For example, in this 8-dimensional float32 vector:

json
[-0.73, -0.80, 0.12, -0.73, 0.79, -0.11, 0.23, 0.97]

Applying binary quantization would result in the following bit vector:

json
[0, 0, 1, 0, 1, 0, 1, 1]

The original 8-dimensional float32 vector requires 8 * 4 = 32 bytes of space to store. For 1 million vectors, that would be 32MB. On the other hand, the binary quantized 8-dimensional vector can be stored in a single byte — one bit per element.
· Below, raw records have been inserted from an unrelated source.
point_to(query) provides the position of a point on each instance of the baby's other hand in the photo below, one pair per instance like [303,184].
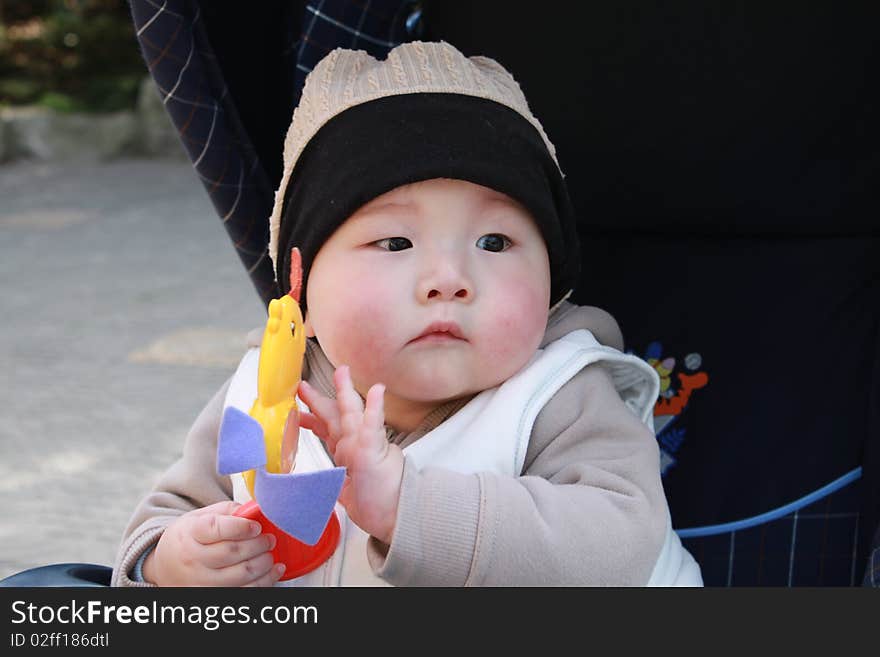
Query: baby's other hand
[212,547]
[355,438]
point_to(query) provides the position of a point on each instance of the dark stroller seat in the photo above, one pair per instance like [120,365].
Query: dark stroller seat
[724,162]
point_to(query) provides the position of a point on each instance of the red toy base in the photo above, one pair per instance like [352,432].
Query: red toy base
[296,555]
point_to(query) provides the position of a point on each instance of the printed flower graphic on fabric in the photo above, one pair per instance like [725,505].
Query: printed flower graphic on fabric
[676,389]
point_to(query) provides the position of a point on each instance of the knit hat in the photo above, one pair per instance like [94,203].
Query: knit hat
[364,127]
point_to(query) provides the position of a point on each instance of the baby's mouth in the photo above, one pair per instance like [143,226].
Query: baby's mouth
[440,332]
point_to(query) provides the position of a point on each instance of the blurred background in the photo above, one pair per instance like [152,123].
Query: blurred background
[123,305]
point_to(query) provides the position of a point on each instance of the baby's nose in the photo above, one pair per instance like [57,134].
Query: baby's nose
[446,283]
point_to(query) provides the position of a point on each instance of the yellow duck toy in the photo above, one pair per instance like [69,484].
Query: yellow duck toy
[296,508]
[280,370]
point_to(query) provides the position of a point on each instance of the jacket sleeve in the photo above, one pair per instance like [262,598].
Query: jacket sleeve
[190,483]
[589,508]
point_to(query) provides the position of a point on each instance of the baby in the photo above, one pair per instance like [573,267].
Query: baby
[492,432]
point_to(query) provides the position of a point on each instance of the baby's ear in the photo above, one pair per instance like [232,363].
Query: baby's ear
[295,273]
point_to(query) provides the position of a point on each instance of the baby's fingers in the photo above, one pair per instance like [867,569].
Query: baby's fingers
[209,528]
[374,413]
[314,424]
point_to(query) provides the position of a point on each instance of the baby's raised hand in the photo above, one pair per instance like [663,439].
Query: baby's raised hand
[211,547]
[355,438]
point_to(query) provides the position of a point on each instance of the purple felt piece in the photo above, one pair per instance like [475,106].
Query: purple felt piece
[299,504]
[240,444]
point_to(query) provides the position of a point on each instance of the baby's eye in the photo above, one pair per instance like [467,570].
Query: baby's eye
[393,243]
[494,242]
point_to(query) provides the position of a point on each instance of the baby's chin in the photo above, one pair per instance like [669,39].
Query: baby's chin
[438,389]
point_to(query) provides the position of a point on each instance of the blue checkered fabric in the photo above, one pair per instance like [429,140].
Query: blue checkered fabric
[181,60]
[814,545]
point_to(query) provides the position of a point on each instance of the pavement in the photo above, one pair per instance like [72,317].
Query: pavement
[123,308]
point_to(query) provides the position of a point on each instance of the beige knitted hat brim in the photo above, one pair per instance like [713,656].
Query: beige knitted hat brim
[346,78]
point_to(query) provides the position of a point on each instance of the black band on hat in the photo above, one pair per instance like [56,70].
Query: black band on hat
[377,146]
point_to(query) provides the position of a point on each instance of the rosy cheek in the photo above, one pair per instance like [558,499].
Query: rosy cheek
[520,313]
[357,333]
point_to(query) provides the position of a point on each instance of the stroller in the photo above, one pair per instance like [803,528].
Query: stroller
[724,164]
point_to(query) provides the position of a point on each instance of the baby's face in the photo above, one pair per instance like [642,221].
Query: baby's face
[438,289]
For 1 million vectors, that would be just 1MB, a 32x reduction!

Though keep in mind, you're bound to lose a lot quality when reducing 32 bits of information to 1 bit. Oversampling and re-scoring will help a lot.

The main goal of BQ is to dramatically reduce the size of your vector index, resulting in faster searches with less resources. This is especially useful in sqlite-vec, which is (currently) brute-force only and meant to run on small devices. BQ is an easy low-cost method to make larger vector datasets easier to manage.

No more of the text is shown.